ヘルメットと人間

 よくあることであるにせよ文章力の衰えを感じる。足りなさを感じる。何を書いても満足せず面白くなく意味を感じられない。何度も感じてきたけれど、感じるたびに「それがどうした」と思う。今も思っている。うまく書けないならうまく書けなくていいし、面白くなければ面白く書かなくていい。書くことってそういうことじゃないよなって思う。ぼくがいつも念頭に置いていることは自由であって、ぼくの不足感は自由を狭くしている。だからまあ、これはこれでいい。
 
 ヘルメットを買った。ジェットヘルメット。教習所ではジェットかフルフェイスしか使用してはならないと決まっている。フルフェイスの方がもちろん防御力は高いけれど視界が狭くなるらしいし、重いし、息が苦しそうだと思ったのでジェットにした。先ほど届いたので試しに被ってみるとやたら頭のでかい変な人が鏡に映っている。少し笑う。全然似合ってない。似あっているかどうかはヘルメットの本質ではないのかもしれないけれど、それでもずんぐりした頭のぼくは、それでなくとも大したみてくれではないのに、野暮ったくて筆舌に尽くしがたい滑稽さがある。そしてぼくはそんな自分がそれほど嫌いではないかもしれないと思った。どんなことにも初めてはあって、初めてのヘルメットは、初めてがことごとくそうであるに、ファニーであり、そしてほのかな期待や夢の幻視や、新しい自分の姿などをもたらす。ひとつ気がついたのだけれど、ヘルメットを被っていたら、耳がとてもかゆくなった。どうすればいいんだろう、と思う。走行中にヘルメットは脱げない。もしバイクで走っている間に耳がかゆくなったら、どうすればいいんだろう。我慢するしかないのだろうか。今まで想像さえしなかった問題が、実体験でこういう風に理解しはじめる時の面白さは、やはり実際にやってみてはじめて気がつくことなのだろう。誰も気にしないような些細な出来事が実はなにげに重要だったりして、そういうことをいつまでも覚えていられるような人間でありたいと思う。
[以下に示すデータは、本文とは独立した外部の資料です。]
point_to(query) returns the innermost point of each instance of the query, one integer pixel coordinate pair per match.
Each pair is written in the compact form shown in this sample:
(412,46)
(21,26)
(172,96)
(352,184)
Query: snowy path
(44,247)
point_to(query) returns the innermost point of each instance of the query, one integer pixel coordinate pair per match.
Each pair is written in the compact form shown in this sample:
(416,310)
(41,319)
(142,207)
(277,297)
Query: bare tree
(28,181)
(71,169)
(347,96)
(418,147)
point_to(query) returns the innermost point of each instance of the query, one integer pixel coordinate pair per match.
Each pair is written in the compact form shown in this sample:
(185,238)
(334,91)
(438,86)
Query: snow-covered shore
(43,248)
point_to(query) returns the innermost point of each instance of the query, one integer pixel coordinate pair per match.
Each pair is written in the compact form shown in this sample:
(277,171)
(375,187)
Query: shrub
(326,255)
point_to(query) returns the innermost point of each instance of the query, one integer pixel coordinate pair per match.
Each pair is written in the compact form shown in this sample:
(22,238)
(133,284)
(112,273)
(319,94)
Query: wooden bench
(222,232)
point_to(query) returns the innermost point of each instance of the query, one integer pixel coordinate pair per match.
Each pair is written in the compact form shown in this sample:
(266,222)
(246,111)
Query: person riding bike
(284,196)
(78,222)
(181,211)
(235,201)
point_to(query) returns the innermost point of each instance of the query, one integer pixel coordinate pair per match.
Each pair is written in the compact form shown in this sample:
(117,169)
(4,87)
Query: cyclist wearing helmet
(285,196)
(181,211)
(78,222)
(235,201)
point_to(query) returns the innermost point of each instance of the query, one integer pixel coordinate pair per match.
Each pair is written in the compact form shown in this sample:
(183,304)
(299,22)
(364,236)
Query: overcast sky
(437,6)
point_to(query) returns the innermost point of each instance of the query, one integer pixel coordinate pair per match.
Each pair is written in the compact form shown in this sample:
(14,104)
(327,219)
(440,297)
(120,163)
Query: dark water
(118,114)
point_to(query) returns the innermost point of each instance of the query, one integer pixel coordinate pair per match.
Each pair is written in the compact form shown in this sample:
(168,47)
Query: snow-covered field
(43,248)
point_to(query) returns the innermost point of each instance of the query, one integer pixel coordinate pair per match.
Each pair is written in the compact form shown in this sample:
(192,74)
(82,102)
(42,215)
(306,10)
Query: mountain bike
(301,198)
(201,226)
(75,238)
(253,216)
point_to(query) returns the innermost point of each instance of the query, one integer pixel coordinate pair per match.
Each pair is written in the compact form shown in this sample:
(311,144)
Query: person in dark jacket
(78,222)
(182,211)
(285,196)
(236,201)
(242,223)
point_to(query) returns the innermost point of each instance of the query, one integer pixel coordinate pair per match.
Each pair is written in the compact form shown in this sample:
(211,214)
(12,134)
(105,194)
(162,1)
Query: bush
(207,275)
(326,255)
 バイク用の上着が欲しいなと思ったので、古いスウェーデン軍のモーターサイクルジャケットを買った。剛直な固い生地のオリーブドラブの上着で、ぼくのとても好きなミリタリーデザインである。クラシックな仕様なので機能性はことごとく低いけれど、レトロでかわいいし、男らしさもある。ボタンがたくさんついていて、粗末に扱うことを前提とした、いくらでも替えの効く、まさに現場のプロダクト。着こなす自信はないけれど、ラフに扱うことが許されている服への安心感みたいなものは、気持ちを楽にしてくれる。こういう服はいいものだなと思う。今週末にバイクの教習が始まる。どうなることか、楽しみだ。
 
 友人と1時間オンライン飲み会をした。一滴も酒を飲まなかった。オンライン飲み会とはなんなのか考えさせられることではあるけれど、電話をする文化を持たないぼくとしては、ただ意味もなくだらだら会話すること自体がひとつの楽しみなのもしれないと思う。もしかしたらぼくは、ただメッセージをやりとりするばかりではなく、実際にお話をするということに対して、もっとカジュアルな気分でいてもいいのかもしれない。そろそろ寝る、と伝えで通話を切ったすぐあとに元上司から電話が来た。いつも飲みに行きましょうという内容だった。あまり話を聞かない、エゴイスティックな先輩だけれど、ものすごく人のことを考えている人だった。ありがたいことだと思う。一緒の現場を離れてなお、時々電話してくれる。話している内容は他愛ない愚痴や適当なジョークだけれど、そういうのはきっとまったく問題ではなくて、電話をかけてくれること、ただその一点のみですらぼくを支えになっているのだと実感する。
 
 明日は5時起きだ。そろそろ眠らなくてはならない。今日はほとんど何もしていないけれど、それでももしかしたらいい一日だったのかもしれないと思う。コミュニケーションをとるというのは雑談をするということでは全くないのだけれど、それでも人間とかかわることで、そのたびにぼくは少しずつ人間として自らが確立していくように思われる。完全に不完全な人間として、没交渉かつ不干渉だったぼくは、いい大人になってはじめて人間とは何かということを学び始める。人と他愛ない話をしたい。30分でいい。ぼくはそれを、きっと試してみるべきだと思う。